I never lie when I've got sand in my shoes.

-Geordi LaForge


Star Trek: Voyager: Elogium
Kes begins eating everything in sight. Turns out she's ready to have kids - biologically, at least, but not emotionally. Luckily, she'll have another chance. Also, Chakotay and Janeway have more sexual innuendo, because we needed that.

"Good work Commander. In the future, if I have any questions about mating behavior, I'll know where to go."

- Captain Janeway

Wednesday, September 19, 2007

Free Enterprise

Well, I don't think William Shatner should rap. Ever. Again.

And Eric McCormack will always seem gay to me, thanks to eight seasons of Will and Grace.

But Rob and Mark are me.

Tuesday, September 18, 2007

Just to clarify

This video by the AP was reviewed on trekmovie.com, but they really misrepresented it, I think. They made it sound like Quinto wasn't gonna even watch Classic Trek. "Oh no!" I thought. "This is horrible!" But then I watched the video. He doesn't say that - he says Nimoy is a better resource. Hey, if you have access, yeah, he really is.

Running Amok

Star Trek: Amok Time
Kirk gets wedged into a duel to the death with Spock. Never mind the circumstances of that - no one but the Vulcans are supposed to know. Anyway, Kirk forgets to check exactly what the duel is to, so of course he gets his ass kicked and dies.

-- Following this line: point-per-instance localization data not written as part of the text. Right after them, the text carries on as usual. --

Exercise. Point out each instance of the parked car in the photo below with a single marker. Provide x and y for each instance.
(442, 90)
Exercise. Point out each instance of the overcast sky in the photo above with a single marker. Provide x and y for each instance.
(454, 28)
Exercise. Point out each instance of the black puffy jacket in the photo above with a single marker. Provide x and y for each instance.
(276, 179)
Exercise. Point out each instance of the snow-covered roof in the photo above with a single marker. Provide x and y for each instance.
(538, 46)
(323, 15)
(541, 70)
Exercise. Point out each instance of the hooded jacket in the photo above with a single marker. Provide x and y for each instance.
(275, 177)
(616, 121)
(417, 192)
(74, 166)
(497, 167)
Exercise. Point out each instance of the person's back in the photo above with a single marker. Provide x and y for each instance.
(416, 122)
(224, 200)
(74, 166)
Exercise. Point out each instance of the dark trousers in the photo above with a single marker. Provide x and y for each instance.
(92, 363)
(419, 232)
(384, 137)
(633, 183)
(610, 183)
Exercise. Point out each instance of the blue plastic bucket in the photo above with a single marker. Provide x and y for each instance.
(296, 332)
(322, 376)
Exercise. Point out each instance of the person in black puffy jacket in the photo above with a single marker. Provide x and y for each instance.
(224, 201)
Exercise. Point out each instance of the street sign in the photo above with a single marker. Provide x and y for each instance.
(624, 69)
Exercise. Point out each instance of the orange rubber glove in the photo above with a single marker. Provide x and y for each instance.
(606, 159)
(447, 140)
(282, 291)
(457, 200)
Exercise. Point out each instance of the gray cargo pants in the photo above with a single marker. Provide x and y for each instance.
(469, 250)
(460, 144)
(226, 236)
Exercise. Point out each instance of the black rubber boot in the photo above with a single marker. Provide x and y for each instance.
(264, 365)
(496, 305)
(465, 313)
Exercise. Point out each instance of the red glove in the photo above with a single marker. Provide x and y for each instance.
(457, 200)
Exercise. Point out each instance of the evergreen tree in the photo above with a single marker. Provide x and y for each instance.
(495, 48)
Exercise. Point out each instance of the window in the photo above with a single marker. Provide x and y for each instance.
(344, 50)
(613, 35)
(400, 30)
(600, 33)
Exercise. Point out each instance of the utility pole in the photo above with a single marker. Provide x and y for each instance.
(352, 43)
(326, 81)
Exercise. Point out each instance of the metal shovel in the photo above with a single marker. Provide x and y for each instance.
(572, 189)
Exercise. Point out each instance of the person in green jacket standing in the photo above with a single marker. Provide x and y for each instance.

No, wait. McCoy gave him something to simulate death and now he's all better!

This episode is the starting point for a fair amount of Trek fanfic, all of the Kirk/Spock variety.

"It has to do with... biology... Vulcan biology."
"You mean, the biology of Vulcans...?
-Spock and Kirk

Monday, September 17, 2007

Books

I just got the last of my books that I left behind when I moved out of my parents' house today, and it's so weird to see how many I actually own. I'm not doing bad at all.